Stephanie Grace

In New Orleans

How the Big East is recovering post-Katrina.

issue 15 December 2007

As New Orleans continues its slow slog towards recovery from Hurricane Katrina, the first signs of new life in still-devastated neighbourhoods have often been the markets. It’s fitting that the city that boasts America’s oldest urban bazaar — the newly refurbished French Market in the unflooded French Quarter — should see community markets as a vehicle for economic rebirth, as well as an answer to the absence of national retailers. In addition to several weekly markets that date back pre-Katrina, there are now regular farmers’ markets in the Upper Ninth Ward, Lakeview and Broadmoor, with more planned.
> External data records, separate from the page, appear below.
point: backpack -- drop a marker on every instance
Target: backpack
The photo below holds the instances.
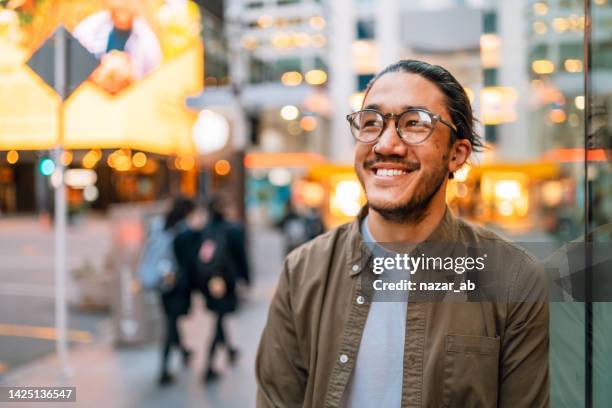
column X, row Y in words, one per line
column 213, row 259
column 158, row 259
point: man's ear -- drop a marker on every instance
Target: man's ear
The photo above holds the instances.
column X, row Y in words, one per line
column 460, row 152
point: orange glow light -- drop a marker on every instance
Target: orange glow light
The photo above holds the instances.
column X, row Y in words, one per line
column 12, row 157
column 223, row 167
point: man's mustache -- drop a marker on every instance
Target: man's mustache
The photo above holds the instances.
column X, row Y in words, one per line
column 379, row 158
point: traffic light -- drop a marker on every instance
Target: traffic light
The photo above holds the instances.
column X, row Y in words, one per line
column 47, row 166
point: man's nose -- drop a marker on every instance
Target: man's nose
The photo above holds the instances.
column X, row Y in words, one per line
column 390, row 142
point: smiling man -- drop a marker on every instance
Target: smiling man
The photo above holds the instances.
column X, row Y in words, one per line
column 329, row 342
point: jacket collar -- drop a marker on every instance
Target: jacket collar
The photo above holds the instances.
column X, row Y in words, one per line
column 445, row 236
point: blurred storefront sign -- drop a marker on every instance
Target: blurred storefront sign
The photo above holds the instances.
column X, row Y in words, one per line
column 343, row 196
column 146, row 114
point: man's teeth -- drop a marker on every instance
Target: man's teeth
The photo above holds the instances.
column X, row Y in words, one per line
column 389, row 172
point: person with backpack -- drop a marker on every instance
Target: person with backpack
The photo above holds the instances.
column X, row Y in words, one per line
column 161, row 270
column 221, row 260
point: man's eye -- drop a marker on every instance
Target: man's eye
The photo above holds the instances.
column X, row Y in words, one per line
column 416, row 124
column 370, row 123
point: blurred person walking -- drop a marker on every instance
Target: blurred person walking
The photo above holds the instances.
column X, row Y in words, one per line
column 221, row 261
column 162, row 268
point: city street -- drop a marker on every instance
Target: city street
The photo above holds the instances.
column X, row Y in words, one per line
column 126, row 377
column 27, row 292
The mayor’s office has jumped on this citizen-driven bandwagon by supporting yet another new monthly market on Freret Street, one of 17 officially designated recovery zones.
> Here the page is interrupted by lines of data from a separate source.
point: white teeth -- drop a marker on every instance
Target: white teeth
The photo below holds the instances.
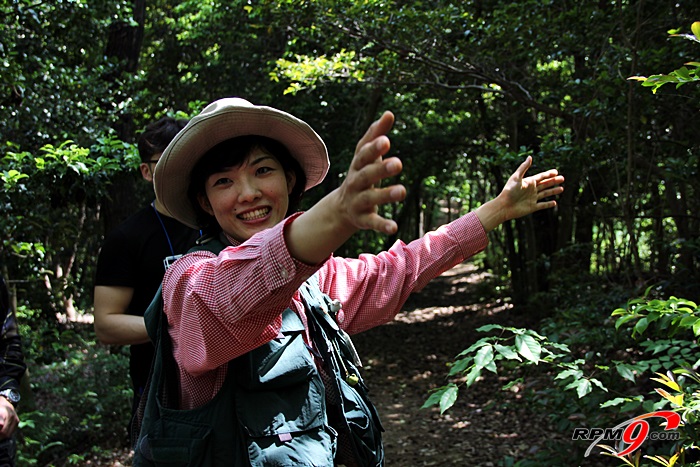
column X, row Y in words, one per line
column 252, row 215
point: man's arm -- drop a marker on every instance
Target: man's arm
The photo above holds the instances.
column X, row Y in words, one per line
column 12, row 366
column 112, row 325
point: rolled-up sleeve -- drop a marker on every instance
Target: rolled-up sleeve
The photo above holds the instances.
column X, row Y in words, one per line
column 221, row 306
column 373, row 288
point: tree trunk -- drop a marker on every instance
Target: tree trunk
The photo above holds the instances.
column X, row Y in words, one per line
column 124, row 45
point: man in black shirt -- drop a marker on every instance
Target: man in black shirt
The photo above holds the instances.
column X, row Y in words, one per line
column 130, row 266
column 12, row 368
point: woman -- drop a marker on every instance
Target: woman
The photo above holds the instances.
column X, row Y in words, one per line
column 238, row 170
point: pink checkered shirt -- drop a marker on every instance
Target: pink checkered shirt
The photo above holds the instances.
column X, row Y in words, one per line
column 221, row 307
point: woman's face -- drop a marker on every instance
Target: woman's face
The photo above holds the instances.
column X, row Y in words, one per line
column 248, row 198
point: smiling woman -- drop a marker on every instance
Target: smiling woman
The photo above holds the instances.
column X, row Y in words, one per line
column 244, row 185
column 258, row 317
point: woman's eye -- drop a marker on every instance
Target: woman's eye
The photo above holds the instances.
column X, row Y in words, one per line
column 221, row 181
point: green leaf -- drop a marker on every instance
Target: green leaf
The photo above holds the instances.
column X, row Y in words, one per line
column 484, row 356
column 460, row 365
column 624, row 319
column 582, row 386
column 448, row 398
column 528, row 347
column 641, row 325
column 489, row 327
column 473, row 375
column 507, row 352
column 625, row 371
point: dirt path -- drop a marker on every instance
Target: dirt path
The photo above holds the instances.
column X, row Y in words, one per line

Right away, a problem emerged: too many farmers’ markets, not enough fresh produce to stock them. So the market movement has spurred a spin-off push to create community and urban gardens. In the meantime, fresh-food markets have morphed into more haphazard shopping venues, where vendors hawk prepared dishes, homemade art and crafts and second-hand treasures, often to a background of live music.

Shoppers at Freret Street munch on fried turkey po-boys, tacos and gelato; flip through secondhand books; grab late-season tomatoes; sniff fancy aromatherapy soaps; chuckle over folk art satirising local politicians’ foibles; and browse an impressive array of beaded necklaces. One woman does strong business in baby outfits embroidered with the word ‘Spoiled’ under a picture of one of the hurricane’s iconic images, a taped-up refrigerator, left without electricity for a month and full of stinking, rotten food.
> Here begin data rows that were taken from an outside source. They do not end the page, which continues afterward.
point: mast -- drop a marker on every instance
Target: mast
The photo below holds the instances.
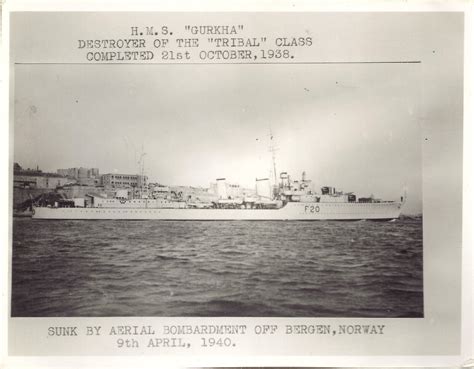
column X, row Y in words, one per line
column 141, row 170
column 273, row 149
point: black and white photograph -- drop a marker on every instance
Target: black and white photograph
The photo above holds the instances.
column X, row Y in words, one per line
column 237, row 165
column 218, row 190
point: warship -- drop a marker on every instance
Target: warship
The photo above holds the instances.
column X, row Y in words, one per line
column 286, row 199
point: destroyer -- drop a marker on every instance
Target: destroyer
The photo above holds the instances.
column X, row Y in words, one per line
column 287, row 200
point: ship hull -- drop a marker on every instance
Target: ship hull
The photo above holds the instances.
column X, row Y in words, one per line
column 292, row 211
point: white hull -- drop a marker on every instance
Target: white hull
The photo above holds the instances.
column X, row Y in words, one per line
column 292, row 211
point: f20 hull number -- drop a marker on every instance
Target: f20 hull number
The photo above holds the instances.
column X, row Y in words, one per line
column 311, row 209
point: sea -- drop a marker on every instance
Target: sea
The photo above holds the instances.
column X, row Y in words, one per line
column 94, row 268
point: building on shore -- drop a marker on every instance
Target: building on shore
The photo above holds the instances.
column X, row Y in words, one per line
column 36, row 178
column 113, row 180
column 30, row 183
column 83, row 176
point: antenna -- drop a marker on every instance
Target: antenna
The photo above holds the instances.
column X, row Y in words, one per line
column 273, row 149
column 141, row 168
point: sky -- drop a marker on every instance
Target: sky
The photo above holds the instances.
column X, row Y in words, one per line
column 358, row 127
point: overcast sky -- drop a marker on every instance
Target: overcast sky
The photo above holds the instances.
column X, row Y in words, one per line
column 355, row 127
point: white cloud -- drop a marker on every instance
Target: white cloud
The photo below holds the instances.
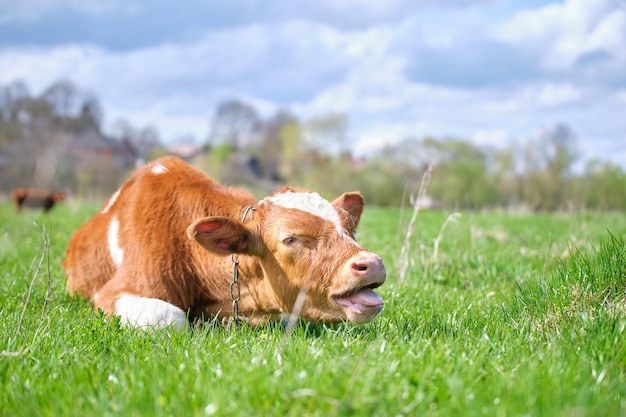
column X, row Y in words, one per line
column 396, row 68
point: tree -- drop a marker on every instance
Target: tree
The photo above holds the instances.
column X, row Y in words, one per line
column 327, row 134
The market movement taps into something deeper than the desire to rebuild neighbourhoods. Governmental indifference has turned New Orleans into an up-by-the-bootstraps city, a community of determined souls who’ve seen first-hand that they need to take care of their own. All the beaded necklaces in the world don’t add up to a modern-day economy: but picking one out on a sunny fall day with a brass band thumping in the background and the sweet smell of New Orleans cooking in the air, knowing you’re supporting the entrepreneurs who will be crucial in bringing the city back — well, that just feels good. And in these still-difficult days, a little good feeling goes a long way.

Stephanie Grace is staff columnist of the Times-Picayune.